Patrimoine. Aux États-Unis comme ailleurs, intégrer le don dans l’évolution de son patrimoine est une réflexion qui survient désormais dès 40 ans.
x
Patrimoine. Aux États-Unis comme ailleurs, intégrer le don dans l’évolution de son patrimoine est une réflexion qui survient désormais dès 40 ans. © iStockphoto / lovelyday12
N° 126 - Été 2018

Les nouveaux philanthropes

Ne dites plus charité mais investissement. Ne les appelez plus donateurs mais « philanthropreneurs ». La philanthropie a changé ces dernières années pour embrasser une vision utilitariste, tournée vers l’efficacité, voire le rendement. Mais le pouvoir croissant des philanthro-capitalistes suscite des inquiétudes.

Quarante-cinq milliards de dollars, soit 99% de leurs parts au sein de Facebook. C’est ce que Mark Zuckerberg et sa femme Priscilla Chan se sont engagés, fin 2015, à dédier à leur projet philanthropique. Comme le puissant couple de trentenaires, 124 autres milliardaires américains se sont engagés à donner plus de la moitié de leur fortune à des œuvres de charité, signant symboliquement le « Giving Pledge » (« Promesse de don », ndlr) lancé par Bill Gates et Warren Buffett en 2010.

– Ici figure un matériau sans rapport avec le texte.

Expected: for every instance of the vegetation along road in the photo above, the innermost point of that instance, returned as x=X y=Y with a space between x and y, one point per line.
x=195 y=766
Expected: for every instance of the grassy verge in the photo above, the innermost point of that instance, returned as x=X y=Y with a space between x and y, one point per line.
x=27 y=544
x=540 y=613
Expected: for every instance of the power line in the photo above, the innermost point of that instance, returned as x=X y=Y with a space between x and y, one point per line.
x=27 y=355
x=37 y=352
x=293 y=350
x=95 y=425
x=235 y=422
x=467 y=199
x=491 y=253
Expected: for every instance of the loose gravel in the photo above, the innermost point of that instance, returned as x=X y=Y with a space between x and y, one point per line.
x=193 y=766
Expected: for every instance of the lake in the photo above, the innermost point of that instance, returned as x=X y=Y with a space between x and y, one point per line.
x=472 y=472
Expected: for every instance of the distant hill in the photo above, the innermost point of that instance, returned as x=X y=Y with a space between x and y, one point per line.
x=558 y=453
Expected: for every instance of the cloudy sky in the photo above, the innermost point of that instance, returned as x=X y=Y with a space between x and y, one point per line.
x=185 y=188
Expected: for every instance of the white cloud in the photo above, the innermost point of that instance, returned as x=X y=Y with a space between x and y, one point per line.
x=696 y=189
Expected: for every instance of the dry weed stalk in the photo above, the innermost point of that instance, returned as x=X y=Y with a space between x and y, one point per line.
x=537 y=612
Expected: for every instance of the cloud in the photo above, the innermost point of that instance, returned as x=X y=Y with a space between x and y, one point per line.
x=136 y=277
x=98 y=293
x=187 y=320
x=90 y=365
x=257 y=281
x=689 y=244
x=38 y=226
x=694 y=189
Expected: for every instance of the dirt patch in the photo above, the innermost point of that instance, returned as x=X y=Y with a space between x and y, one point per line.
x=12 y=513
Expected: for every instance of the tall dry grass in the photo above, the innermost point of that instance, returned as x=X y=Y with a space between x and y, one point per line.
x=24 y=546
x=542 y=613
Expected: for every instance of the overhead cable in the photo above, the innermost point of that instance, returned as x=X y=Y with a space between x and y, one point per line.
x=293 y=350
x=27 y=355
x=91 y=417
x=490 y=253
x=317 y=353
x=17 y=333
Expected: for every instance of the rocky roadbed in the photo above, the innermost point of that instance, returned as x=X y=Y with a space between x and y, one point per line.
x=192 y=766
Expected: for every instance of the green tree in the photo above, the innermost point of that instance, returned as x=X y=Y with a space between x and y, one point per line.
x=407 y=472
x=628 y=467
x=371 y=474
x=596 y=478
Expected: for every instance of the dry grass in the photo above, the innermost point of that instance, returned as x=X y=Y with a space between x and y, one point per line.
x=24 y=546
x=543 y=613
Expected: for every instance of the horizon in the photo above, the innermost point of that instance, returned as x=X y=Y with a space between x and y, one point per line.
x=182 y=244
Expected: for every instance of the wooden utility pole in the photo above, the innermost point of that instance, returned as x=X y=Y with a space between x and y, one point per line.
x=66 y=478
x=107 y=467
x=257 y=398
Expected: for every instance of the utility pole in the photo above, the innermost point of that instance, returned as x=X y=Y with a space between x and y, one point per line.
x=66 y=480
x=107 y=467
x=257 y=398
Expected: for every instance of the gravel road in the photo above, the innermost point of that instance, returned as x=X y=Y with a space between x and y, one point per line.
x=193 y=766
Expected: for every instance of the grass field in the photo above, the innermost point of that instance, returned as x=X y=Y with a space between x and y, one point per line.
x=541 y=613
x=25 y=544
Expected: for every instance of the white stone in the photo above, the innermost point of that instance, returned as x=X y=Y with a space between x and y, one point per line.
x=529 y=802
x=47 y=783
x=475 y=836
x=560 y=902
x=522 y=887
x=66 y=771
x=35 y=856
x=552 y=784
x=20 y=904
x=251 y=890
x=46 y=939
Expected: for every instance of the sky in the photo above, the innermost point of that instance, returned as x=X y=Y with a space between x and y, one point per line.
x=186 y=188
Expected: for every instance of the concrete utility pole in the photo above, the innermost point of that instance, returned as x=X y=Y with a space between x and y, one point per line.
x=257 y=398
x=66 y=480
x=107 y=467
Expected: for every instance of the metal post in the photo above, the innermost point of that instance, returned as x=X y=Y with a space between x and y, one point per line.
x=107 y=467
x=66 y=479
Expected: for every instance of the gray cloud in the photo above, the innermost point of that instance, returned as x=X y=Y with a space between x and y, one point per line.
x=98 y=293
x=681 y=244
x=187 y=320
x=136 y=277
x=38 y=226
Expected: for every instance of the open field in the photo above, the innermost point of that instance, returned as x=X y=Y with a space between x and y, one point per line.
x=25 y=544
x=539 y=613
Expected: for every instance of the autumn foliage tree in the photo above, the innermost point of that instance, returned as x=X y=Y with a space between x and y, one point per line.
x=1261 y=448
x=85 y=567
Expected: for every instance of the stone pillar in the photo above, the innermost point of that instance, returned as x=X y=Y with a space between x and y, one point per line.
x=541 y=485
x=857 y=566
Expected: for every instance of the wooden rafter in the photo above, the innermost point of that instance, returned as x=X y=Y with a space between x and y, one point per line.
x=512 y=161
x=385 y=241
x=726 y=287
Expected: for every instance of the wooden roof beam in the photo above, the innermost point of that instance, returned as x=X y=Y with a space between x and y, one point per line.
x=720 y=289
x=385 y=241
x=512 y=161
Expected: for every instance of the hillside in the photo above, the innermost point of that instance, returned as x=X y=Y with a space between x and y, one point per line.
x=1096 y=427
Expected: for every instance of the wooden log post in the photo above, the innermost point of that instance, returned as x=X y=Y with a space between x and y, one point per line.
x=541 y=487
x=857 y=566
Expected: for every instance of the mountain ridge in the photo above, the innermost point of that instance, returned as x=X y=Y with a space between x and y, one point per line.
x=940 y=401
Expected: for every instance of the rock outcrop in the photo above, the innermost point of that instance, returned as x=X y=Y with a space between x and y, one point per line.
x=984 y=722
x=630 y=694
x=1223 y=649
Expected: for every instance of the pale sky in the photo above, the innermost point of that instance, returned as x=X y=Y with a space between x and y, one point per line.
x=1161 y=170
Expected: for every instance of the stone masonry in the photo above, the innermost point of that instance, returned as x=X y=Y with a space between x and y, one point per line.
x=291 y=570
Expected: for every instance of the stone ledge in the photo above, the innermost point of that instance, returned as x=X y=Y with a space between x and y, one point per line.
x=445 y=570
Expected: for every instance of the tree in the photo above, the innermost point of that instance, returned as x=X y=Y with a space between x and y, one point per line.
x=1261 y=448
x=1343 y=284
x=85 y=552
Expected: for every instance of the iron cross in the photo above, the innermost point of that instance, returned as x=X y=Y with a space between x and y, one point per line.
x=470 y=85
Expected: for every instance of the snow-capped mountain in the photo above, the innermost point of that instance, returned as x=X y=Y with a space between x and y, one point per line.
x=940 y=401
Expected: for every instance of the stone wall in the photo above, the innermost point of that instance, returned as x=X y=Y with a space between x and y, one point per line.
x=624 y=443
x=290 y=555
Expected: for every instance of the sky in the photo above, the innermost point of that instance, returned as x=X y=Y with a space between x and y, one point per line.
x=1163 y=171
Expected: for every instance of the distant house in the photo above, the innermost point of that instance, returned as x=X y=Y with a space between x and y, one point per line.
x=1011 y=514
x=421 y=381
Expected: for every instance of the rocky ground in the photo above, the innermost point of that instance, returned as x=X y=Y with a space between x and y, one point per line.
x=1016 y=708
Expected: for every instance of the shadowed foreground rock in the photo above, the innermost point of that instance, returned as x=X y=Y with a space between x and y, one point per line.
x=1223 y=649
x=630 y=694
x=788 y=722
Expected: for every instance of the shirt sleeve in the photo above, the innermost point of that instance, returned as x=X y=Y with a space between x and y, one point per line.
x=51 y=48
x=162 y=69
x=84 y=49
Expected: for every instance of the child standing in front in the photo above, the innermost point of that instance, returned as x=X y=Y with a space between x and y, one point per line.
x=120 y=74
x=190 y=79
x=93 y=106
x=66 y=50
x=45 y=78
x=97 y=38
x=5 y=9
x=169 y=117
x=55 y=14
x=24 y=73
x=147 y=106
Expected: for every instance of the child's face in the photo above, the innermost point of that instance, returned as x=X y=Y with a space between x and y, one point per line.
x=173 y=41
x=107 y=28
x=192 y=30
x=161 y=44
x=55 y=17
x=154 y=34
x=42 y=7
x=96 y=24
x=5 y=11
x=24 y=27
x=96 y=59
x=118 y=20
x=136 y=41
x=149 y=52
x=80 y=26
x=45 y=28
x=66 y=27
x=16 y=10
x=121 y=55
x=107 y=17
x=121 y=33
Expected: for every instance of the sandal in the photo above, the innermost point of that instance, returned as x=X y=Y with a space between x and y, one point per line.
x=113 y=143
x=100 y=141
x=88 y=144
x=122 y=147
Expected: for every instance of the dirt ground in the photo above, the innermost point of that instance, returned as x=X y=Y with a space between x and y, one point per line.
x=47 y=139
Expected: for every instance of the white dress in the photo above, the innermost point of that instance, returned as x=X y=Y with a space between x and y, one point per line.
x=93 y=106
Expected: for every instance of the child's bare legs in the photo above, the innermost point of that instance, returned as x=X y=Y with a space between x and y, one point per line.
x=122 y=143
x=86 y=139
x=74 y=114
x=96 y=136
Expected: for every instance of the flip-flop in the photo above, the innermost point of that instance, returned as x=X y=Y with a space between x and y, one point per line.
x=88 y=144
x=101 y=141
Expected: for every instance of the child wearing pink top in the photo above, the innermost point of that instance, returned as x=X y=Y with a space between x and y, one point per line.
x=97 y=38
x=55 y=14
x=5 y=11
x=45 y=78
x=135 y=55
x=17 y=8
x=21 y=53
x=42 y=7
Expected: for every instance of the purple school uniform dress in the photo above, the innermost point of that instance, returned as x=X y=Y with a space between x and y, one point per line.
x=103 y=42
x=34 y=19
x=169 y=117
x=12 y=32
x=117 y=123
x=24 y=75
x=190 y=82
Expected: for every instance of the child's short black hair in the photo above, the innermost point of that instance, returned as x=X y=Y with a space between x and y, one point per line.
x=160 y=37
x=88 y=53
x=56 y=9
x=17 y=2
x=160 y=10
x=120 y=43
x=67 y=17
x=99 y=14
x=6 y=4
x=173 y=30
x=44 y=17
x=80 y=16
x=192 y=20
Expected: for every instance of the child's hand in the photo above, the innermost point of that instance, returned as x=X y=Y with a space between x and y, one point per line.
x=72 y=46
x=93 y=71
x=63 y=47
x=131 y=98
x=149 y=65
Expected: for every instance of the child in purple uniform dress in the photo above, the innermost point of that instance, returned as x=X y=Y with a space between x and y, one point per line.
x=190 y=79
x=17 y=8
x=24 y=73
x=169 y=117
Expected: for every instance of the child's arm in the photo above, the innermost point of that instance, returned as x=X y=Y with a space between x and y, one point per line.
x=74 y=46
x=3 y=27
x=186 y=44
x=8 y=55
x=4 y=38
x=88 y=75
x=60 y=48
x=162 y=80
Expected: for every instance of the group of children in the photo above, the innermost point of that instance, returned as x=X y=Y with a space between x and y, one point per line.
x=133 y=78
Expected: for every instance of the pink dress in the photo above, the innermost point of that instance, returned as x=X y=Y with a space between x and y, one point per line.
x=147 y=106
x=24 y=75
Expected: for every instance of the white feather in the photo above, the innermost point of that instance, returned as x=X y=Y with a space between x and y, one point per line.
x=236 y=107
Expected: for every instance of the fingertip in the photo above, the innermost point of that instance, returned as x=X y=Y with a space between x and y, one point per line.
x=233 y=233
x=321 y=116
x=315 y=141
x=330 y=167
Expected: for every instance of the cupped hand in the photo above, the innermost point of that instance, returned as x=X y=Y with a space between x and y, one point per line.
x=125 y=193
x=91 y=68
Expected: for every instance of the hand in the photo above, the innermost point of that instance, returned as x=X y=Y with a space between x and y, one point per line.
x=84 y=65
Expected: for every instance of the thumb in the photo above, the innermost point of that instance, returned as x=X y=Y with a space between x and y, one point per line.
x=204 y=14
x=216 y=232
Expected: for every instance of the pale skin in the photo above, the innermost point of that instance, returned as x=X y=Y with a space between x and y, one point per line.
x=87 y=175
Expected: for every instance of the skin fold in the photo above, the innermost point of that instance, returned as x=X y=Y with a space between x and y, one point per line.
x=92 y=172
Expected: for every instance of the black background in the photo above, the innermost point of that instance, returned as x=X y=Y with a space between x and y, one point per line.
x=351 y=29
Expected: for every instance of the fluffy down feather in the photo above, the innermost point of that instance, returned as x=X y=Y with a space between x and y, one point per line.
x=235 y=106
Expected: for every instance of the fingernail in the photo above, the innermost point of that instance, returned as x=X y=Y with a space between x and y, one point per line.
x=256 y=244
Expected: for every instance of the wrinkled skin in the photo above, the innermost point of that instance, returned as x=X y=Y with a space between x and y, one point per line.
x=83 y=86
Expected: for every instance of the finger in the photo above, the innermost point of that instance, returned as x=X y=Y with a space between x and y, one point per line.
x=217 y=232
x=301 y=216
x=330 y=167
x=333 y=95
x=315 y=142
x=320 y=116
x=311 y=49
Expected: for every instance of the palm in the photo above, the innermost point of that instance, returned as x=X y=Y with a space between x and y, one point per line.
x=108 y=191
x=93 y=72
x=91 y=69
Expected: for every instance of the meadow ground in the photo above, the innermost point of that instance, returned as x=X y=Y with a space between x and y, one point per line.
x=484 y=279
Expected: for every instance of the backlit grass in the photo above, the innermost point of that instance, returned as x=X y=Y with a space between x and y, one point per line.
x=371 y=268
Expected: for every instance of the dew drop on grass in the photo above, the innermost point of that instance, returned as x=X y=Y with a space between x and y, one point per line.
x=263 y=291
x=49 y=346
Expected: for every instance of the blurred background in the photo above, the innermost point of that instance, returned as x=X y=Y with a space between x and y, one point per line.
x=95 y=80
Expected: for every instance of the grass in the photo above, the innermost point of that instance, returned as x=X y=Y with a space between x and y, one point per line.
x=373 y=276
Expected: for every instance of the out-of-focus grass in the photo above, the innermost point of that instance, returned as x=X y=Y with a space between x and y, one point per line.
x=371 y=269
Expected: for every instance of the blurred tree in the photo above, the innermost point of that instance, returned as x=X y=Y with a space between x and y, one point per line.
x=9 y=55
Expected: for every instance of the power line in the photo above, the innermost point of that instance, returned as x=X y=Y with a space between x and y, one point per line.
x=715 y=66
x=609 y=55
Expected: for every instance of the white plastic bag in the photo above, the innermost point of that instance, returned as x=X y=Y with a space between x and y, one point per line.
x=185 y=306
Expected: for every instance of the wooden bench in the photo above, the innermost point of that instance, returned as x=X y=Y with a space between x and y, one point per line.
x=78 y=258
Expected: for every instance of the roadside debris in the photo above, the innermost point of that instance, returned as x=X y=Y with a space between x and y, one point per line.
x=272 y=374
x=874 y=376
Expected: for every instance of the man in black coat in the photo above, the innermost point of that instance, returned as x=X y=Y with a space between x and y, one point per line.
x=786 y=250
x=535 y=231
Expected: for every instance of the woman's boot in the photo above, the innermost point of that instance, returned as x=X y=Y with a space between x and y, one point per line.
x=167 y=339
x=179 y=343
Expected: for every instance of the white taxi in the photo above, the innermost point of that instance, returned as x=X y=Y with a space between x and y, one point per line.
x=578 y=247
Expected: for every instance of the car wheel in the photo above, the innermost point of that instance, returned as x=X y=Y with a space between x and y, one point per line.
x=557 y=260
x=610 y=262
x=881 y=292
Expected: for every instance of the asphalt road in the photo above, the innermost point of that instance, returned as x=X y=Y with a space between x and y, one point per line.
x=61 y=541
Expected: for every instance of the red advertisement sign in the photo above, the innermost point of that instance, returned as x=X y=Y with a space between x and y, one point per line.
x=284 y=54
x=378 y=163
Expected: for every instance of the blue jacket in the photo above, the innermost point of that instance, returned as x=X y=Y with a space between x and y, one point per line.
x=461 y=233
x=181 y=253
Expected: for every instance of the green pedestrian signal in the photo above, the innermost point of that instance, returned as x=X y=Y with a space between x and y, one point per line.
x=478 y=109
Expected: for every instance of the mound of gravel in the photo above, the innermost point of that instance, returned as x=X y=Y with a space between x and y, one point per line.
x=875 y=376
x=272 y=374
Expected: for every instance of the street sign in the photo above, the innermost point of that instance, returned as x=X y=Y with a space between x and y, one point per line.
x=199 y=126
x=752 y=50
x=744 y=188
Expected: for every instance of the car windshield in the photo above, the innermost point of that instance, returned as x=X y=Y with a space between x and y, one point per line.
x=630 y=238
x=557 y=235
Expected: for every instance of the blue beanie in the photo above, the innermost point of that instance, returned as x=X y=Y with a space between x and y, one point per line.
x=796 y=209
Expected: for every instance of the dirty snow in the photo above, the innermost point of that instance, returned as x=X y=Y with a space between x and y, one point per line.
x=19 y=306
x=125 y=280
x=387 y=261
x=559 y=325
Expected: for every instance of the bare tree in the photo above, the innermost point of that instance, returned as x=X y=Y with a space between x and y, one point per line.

La philanthropie n’est pas un phénomène nouveau. Les États-Unis se sont d’ailleurs largement construits en s’appuyant sur la société civile, et notamment sur ses citoyens les plus fortunés. La tradition du don est fermement ancrée dans l’Histoire américaine et intimement liée aux racines religieuses du pays. Son poids est gigantesque : la philanthropie représente 10 % de l’économie américaine et 10 % des emplois, selon l’OCDE. D’après le National Center for Charitable Statistics, il existerait pas moins de 465 000 ONG et fondations privées outre-Atlantique.

Mais la philanthropie a changé, depuis l’époque des John Rockefeller et Andrew Carnegie, les plus célèbres philanthropes du XXe siècle. Certes, les méga-donateurs de notre siècle ont, comme leurs ancêtres, de grandes ambitions, à commencer par la première : « rendre le monde meilleur ». Comme hier, ils sont toujours majoritairement âgés et ils continuent de financer, via des bourses ou subventions, des institutions bien établies – les principaux dons, aux États-Unis, vont encore et toujours aux universités, aux hôpitaux et aux grandes institutions culturelles. Ainsi, comme les fondations Rockefeller et Carnegie, celle de Bill et Melinda Gates finance en priorité l’éducation et la santé.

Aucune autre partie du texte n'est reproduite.